Plant Biol (Stuttg) 1999; 1(6): 645-655
DOI: 10.1055/s-2007-978568
Original Papers

© Georg Thieme Verlag Stuttgart · New York

Flavin-Binding Sites in Phycomyces

R. Flores1 , A. Dederichs2 , E. Cerdá-Olmedo1 , R. Hertel2
  • 1Departamento de Genética, Universidad de Sevilla, Spain
  • 2Institut für Biologie III der Universität Freiburg, Germany
Further Information

Publication History

1999

1999

Publication Date:
19 April 2007 (online)

Abstract

Riboflavin-binding proteins could be the photoreceptors for tropism in the fungus Phycomyces blakesleeanus. Radiolabelled riboflavin bound to both membrane-associated and cytosolic sites. The membrane sites (approximately 0.2-0.6 nmol per g fresh material) were highly specific, with decreasing affinities for riboflavin (KD ≈ 1 µM under reducing conditions, KD ≈ 3 µM under oxidizing conditions), FMN, roseoflavin, and FAD. These binding sites, whose properties were similar to those of higher plants, could be solubilized with mild detergents, and were found in all vegetative parts of the fungus, including the spores.

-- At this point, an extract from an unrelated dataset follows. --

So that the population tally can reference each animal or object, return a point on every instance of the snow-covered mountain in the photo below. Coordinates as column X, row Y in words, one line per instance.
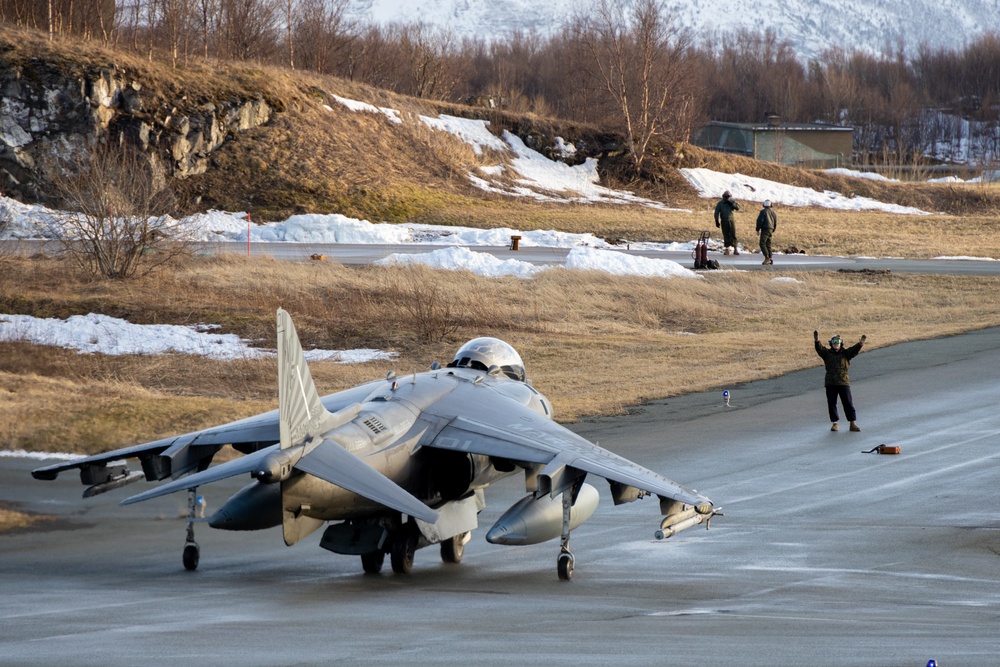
column 811, row 25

Mutants defective for phototropism did not differ from the wild type in the amount of binding sites or their affinity. A completely different binding to riboflavin was observed in the cytosolic supernatant of the sporangiophores; this activity was heat resistant and the binding sites could be partially purified and recognized as a polymerization product of gallic acid. Flavins were abundant in the sporangiophores (4.5 nmol per g fresh mass) and the spores (60 nmol per g fresh mass), but scarce in washed membranes (0.02-0.11 nmol per g fresh sporangiophore mass). Autogenous fluorescence, whose absorption and emission wavelengths fit those of riboflavin, was seen by confocal microscopy, in part as clustered particles, in the actively growing parts of the mycelium, in the cytoplasm of sporangiophores, and in the spores.